A LOOK AT LA LIGA
There's an incredible ignorance in England over the methods of Pep Guardiola, possibly the finest judge of a young footballer and what it takes to nurture him to the absolute top of the game.
Guardiola oversaw the development of the finest midfield in modern times; Xavi, Iniesta and Busquets, yet he's been told he's getting it wrong with Manchester City's golden boy Phil Foden.
Xavi Hernández had been a bit-part player until an injury to Pep allowed him a decent run in the team back in the 1999/2000 season. He became an international at the age of 20 and the rest is a glorious 700-game history.
At the age of 20, Andrés Iniesta was used as a substitute on 26 occasions until he finally got a chance to establish himself as a starter in the 2005/6 season. He progressed to legendary status.
The third member of the Barcelona trio that dominated club and international football was Sergi Busquets. He didn't break into the first team until he was 20 year old and it took another year to fully displace Yaya Touré as the midfield anchor.
So Guardiola has unique experience in watching the garden grow. Those who question him on a regular basis about Foden should do a little background work.
The cry is for Foden to be loaned out or given a regular game at the English champions. Pep wisely turns a deaf ear in a country where talented teenagers are fast tracked into the first team and England side.

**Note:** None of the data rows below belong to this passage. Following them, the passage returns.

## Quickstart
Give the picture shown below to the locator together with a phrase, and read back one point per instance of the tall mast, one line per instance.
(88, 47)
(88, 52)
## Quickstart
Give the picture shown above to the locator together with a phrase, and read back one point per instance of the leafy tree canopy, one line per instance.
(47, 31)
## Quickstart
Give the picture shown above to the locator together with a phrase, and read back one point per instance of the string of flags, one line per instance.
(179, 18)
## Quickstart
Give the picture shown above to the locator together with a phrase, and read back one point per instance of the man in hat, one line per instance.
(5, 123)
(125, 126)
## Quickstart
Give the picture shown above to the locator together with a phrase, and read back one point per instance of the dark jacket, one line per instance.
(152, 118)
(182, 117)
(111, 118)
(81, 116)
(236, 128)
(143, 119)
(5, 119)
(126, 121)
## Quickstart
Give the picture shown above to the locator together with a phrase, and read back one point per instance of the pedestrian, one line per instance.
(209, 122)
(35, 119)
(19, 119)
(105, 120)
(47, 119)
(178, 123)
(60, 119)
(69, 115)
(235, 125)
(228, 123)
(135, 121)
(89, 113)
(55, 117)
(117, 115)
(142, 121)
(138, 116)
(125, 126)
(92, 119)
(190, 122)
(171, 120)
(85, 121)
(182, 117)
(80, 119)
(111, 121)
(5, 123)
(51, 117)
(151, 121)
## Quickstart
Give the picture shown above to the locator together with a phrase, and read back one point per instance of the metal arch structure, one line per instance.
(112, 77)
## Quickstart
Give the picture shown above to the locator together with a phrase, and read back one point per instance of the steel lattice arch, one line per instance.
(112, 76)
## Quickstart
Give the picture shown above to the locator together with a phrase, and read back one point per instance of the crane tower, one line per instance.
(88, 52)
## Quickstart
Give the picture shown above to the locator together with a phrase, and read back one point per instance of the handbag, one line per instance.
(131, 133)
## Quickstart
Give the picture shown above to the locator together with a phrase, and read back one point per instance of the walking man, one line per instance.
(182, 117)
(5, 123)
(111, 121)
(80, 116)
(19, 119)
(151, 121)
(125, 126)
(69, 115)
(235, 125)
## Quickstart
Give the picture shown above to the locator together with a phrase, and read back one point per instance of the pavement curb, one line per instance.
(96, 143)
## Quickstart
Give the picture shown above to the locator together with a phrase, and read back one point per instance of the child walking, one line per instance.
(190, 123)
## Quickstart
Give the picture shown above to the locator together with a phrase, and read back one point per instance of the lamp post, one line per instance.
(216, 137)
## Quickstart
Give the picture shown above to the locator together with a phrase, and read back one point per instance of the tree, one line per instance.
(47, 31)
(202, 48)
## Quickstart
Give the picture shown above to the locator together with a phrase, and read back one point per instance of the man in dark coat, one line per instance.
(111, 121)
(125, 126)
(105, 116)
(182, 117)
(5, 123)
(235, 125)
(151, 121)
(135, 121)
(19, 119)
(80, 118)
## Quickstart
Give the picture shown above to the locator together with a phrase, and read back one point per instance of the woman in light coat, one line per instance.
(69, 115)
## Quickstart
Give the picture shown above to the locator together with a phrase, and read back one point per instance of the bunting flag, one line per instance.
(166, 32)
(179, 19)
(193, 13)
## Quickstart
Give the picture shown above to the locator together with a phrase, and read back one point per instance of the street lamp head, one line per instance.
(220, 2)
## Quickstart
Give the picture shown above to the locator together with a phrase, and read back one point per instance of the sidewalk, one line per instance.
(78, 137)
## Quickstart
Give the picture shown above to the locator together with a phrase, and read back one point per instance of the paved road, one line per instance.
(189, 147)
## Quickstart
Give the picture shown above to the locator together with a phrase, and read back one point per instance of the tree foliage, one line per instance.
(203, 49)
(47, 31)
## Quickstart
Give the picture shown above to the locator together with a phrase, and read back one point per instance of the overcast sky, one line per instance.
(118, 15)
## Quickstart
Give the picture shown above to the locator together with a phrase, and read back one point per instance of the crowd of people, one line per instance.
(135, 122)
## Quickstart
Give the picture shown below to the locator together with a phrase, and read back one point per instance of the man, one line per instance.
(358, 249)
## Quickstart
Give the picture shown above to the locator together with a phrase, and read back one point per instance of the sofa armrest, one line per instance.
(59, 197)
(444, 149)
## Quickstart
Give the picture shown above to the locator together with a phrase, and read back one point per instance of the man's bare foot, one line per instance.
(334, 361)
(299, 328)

Who is to say that Jack Wilshere wouldn't have reached the same standards as Xavi, Iniesta and Busquets? He was Arsenal's youngest league debutant at 16 and was sent out on loan to Bolton to get more 'game time'. Yes, 'game time' is important, but developing at your own pace is a bigger factor. Wilshire made his England debut as an 18-year-old but it could be the excessive demands on a young body that affected his development. Now, late twenties, after just 19 league games in three seasons, he's rebuilding his career at a less expectant club in West Ham.
In La Liga there's another schoolboy prodigy who's trying to realise his immense potential. Martin Ødegaard made his debut for Norway at fifteen and was whisked away to Real Madrid soon after. The Spanish giants gave him a debut at sixteen but soon realised that he wasn't ready for the demands of top-class football. Although he trained with the first team, he played his football for the Castilla development side.
To get that 'game time' he was loaned out to Heerenveen and Vitesse before returning to Spain this season with Real Sociedad. Two goals and two assists in his first six games suggest that he's maturing into the player all of the experts predicted that he could be.
The recurring comment about Ødegaard is that nobody can believe that he's still twenty as he seems to have been around for ages. He already has a few miles on the clock and could return to his parent club Real Madrid after three seasons away with even more. It's a case unleashing the talent but realising the potential.
I was lucky to conduct the first TV interviews with several young English players who did fulfil their teenage potential: Wayne Rooney, Michael Owen and Robbie Fowler. All went on to excellent careers but had burnt out by time they were thirty.
I just wonder how much better they would have been if they'd had Pep Guardiola as their footballing father?